There are 798 observations in the dataset after the only one with missing values is removed. Two points need to be stressed are, first, a relatively high bar exists in almost all the histograms, which suggests a number of observations have 'full marks'; second, almost all the distributions are skewed to the left except that of Workload.
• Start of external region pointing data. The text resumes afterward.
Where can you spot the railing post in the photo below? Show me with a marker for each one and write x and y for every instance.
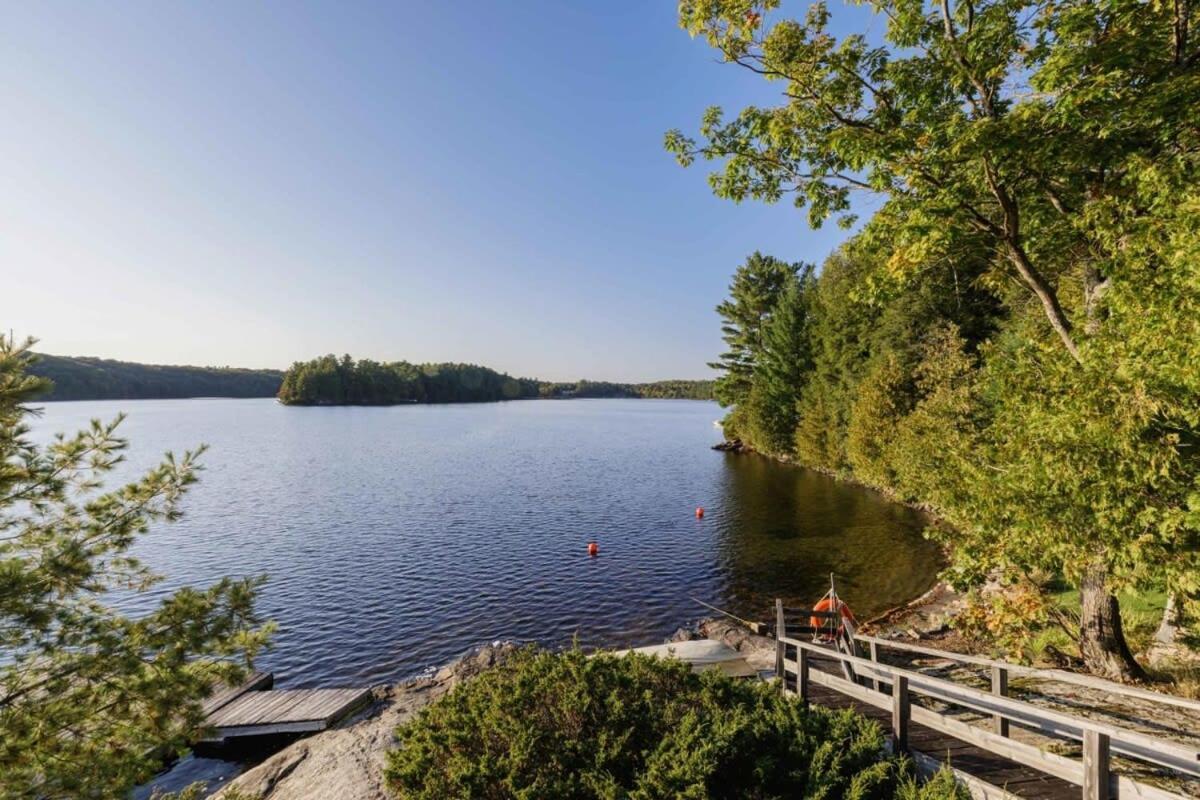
(901, 710)
(802, 677)
(1000, 686)
(1097, 776)
(780, 649)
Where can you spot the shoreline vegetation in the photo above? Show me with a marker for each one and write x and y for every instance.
(1011, 338)
(331, 380)
(87, 378)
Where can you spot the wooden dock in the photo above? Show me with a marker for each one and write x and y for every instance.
(916, 708)
(253, 709)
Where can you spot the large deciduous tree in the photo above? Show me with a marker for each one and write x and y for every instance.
(1032, 128)
(90, 698)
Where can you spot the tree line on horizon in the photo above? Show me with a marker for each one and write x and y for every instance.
(88, 378)
(331, 380)
(1013, 337)
(85, 378)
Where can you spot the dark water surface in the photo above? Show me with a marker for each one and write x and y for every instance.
(396, 537)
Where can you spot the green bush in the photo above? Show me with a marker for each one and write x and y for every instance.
(567, 726)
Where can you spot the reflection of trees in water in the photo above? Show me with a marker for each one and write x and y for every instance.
(785, 529)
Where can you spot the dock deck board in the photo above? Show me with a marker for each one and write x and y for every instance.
(252, 710)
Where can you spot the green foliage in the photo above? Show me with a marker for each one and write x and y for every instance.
(567, 726)
(879, 407)
(1014, 336)
(89, 698)
(345, 382)
(83, 378)
(657, 390)
(755, 290)
(781, 368)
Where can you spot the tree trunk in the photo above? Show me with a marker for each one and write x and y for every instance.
(1101, 638)
(1170, 625)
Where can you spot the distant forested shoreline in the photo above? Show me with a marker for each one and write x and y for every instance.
(78, 378)
(331, 380)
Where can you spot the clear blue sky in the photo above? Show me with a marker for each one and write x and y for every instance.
(253, 184)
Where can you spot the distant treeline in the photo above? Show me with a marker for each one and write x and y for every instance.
(87, 378)
(330, 380)
(657, 390)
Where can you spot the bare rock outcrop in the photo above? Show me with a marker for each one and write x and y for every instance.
(347, 762)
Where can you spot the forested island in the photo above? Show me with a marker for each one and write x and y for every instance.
(87, 378)
(331, 380)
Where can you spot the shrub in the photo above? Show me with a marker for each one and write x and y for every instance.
(567, 726)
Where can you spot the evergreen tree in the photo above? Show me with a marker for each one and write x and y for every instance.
(1051, 136)
(783, 366)
(756, 288)
(90, 698)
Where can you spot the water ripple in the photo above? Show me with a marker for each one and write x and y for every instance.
(396, 537)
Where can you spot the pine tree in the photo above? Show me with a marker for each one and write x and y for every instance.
(784, 364)
(756, 288)
(89, 696)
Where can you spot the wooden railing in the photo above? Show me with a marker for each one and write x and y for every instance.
(893, 689)
(1002, 669)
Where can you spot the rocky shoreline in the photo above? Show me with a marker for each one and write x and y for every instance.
(347, 762)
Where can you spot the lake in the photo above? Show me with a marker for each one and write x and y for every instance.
(397, 537)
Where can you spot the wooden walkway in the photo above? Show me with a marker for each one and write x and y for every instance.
(916, 708)
(253, 709)
(990, 775)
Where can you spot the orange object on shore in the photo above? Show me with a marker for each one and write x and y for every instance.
(828, 605)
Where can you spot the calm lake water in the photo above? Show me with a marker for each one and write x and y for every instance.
(397, 537)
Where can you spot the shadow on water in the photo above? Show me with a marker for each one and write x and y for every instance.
(789, 528)
(396, 537)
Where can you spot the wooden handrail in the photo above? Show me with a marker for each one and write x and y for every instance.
(1127, 743)
(1050, 763)
(1036, 672)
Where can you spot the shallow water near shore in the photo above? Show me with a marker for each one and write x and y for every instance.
(397, 537)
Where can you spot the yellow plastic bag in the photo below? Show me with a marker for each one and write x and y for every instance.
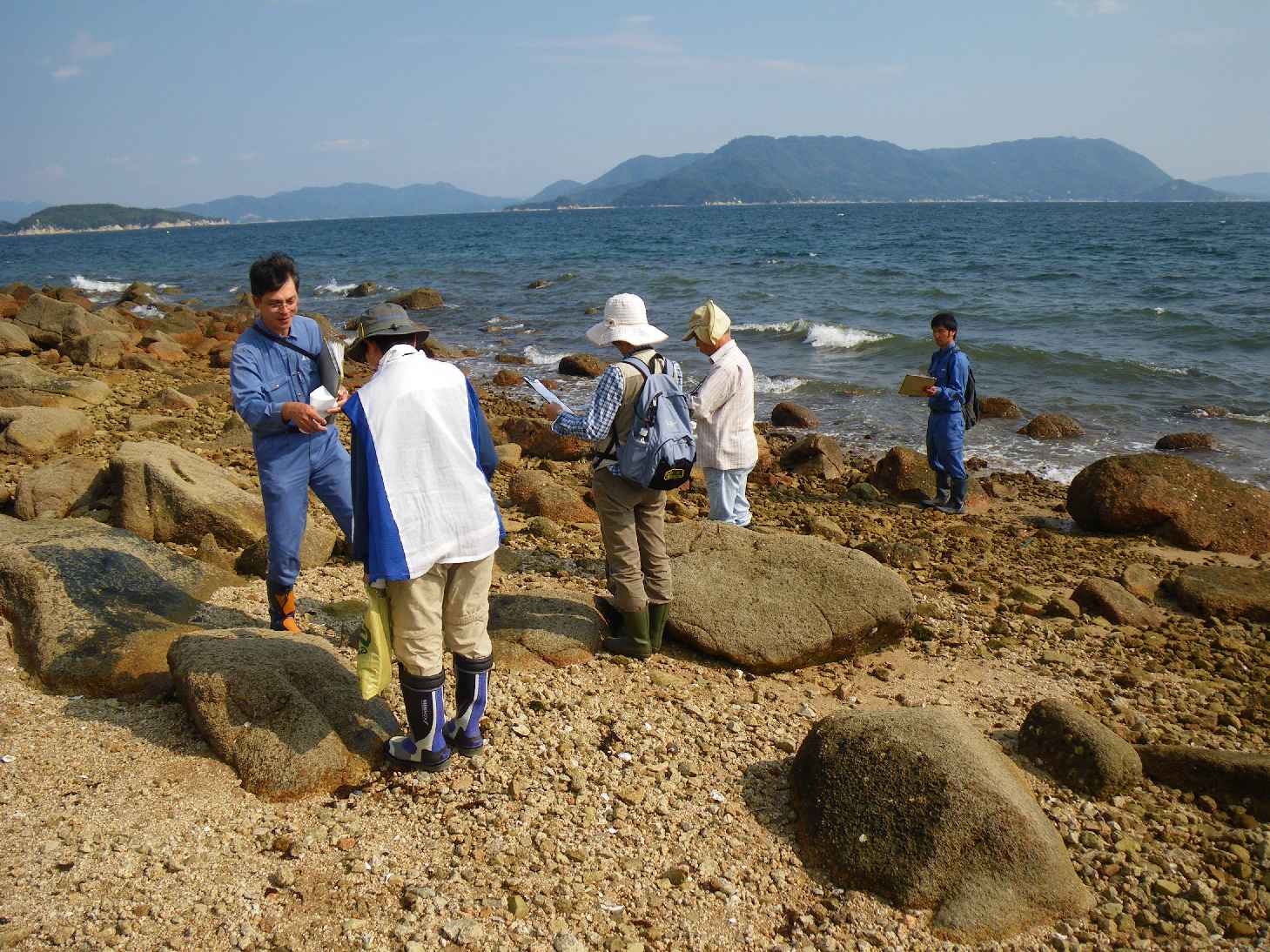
(375, 649)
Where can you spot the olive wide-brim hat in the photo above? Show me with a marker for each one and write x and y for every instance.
(384, 320)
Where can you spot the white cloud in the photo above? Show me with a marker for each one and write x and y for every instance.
(1092, 8)
(82, 50)
(343, 145)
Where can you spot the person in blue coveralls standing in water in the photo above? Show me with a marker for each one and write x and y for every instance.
(945, 429)
(273, 371)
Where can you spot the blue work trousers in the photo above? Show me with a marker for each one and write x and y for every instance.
(727, 492)
(945, 443)
(290, 464)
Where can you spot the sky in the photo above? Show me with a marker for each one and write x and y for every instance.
(151, 104)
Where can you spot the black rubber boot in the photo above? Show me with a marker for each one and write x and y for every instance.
(957, 500)
(472, 696)
(657, 616)
(282, 607)
(426, 708)
(634, 641)
(943, 487)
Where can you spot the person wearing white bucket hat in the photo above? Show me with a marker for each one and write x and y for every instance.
(631, 518)
(724, 409)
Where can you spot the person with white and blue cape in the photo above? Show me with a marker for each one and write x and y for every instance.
(426, 527)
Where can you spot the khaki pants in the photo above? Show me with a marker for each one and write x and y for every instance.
(633, 525)
(446, 608)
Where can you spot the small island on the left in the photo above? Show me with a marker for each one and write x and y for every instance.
(64, 218)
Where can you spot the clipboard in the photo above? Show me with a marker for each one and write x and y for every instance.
(916, 385)
(536, 386)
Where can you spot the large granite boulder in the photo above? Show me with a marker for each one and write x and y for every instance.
(168, 494)
(917, 806)
(1225, 592)
(60, 487)
(1115, 603)
(93, 608)
(420, 299)
(780, 602)
(13, 339)
(816, 454)
(36, 432)
(544, 627)
(1078, 749)
(102, 348)
(1184, 503)
(282, 710)
(1052, 426)
(25, 384)
(1232, 775)
(539, 494)
(534, 437)
(50, 323)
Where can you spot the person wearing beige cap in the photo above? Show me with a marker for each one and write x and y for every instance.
(631, 518)
(722, 406)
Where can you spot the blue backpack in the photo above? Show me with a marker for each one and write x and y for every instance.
(661, 448)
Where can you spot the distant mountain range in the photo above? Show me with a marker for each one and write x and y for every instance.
(99, 218)
(841, 168)
(352, 199)
(1253, 185)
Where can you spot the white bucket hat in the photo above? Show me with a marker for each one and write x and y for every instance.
(625, 318)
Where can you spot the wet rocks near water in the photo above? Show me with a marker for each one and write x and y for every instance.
(1078, 750)
(420, 299)
(772, 603)
(917, 806)
(169, 494)
(790, 414)
(537, 494)
(581, 365)
(1001, 409)
(1233, 775)
(816, 454)
(1052, 426)
(1186, 442)
(544, 626)
(94, 608)
(65, 486)
(1110, 600)
(1187, 504)
(36, 432)
(282, 710)
(1225, 592)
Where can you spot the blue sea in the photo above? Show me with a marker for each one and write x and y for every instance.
(1123, 316)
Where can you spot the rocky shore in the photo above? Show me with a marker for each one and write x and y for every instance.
(695, 801)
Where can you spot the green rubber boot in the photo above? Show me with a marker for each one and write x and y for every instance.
(633, 641)
(657, 616)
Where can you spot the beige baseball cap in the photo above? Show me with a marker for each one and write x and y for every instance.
(709, 323)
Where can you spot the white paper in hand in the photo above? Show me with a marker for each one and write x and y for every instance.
(536, 385)
(323, 401)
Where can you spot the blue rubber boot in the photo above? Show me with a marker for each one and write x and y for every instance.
(472, 696)
(426, 708)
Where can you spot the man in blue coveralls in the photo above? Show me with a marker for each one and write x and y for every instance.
(945, 429)
(273, 371)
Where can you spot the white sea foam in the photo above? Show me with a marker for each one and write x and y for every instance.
(1164, 368)
(537, 356)
(97, 287)
(779, 328)
(333, 287)
(776, 385)
(843, 338)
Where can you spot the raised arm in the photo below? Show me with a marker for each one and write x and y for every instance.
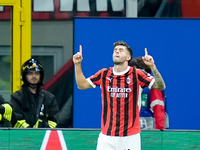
(81, 81)
(159, 83)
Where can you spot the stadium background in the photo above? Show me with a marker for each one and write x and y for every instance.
(168, 28)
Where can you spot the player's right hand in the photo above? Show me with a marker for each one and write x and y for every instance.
(77, 58)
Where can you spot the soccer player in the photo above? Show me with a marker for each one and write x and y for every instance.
(120, 88)
(152, 113)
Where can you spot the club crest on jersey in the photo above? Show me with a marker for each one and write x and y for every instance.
(110, 79)
(128, 80)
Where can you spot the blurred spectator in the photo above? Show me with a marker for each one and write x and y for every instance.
(32, 106)
(5, 113)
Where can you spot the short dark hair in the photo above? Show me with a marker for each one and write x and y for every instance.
(138, 63)
(126, 45)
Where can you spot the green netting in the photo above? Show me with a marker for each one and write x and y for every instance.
(12, 139)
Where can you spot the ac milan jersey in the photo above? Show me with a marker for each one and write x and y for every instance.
(120, 98)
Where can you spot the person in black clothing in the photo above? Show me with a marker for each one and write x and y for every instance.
(5, 113)
(33, 107)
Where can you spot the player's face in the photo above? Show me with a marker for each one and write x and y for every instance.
(120, 54)
(33, 77)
The values of Response Rate range from 17.00% to 100.00% with a mean value of 67.48% and standard deviation 18.94. The distribution of Workload is bimodal(mode=10 and 27 hours/week). The values (hours/week) range from 2.00 to 27.00 with a mean value of 13.06 and standard deviation 6.21. The values of Interest In Student Learning range from 1.14 to 5.00 with a mean value of 4.43 and standard deviation 0.47. The thin left tail of the distribution is in part due to the observation at around 1. There is a wide gap between this observation and the rest of values which makes it possible outlier. Similarly, we can find one or a couple of possible outliers in the histograms of Explian Course Requirements, Clear Learning Goals, Feedback To Students, Importance Of Subject, Explains Subject Matter, Show Respect For Students, Overall Teaching and Overall Course, which lead to the thin left tails.

In [None]:
pdf(file='scatter_before_transformation_OT.pdf', width=11, height=12)
pairs(OT ~ RR + WL + IISL + ECR + CLG + FTS + IOS + ESM + SRFS,
      data=scs15, pch=16, col=2, cex=0.5)
dev.off()

pdf(file='scatter_before_transformation_OC.pdf', width=11, height=12)
pairs(OC ~ RR + WL + IISL + ECR + CLG + FTS + IOS + ESM + SRFS,
      data=scs15, pch=16, col=2, cex=0.5)
dev.off()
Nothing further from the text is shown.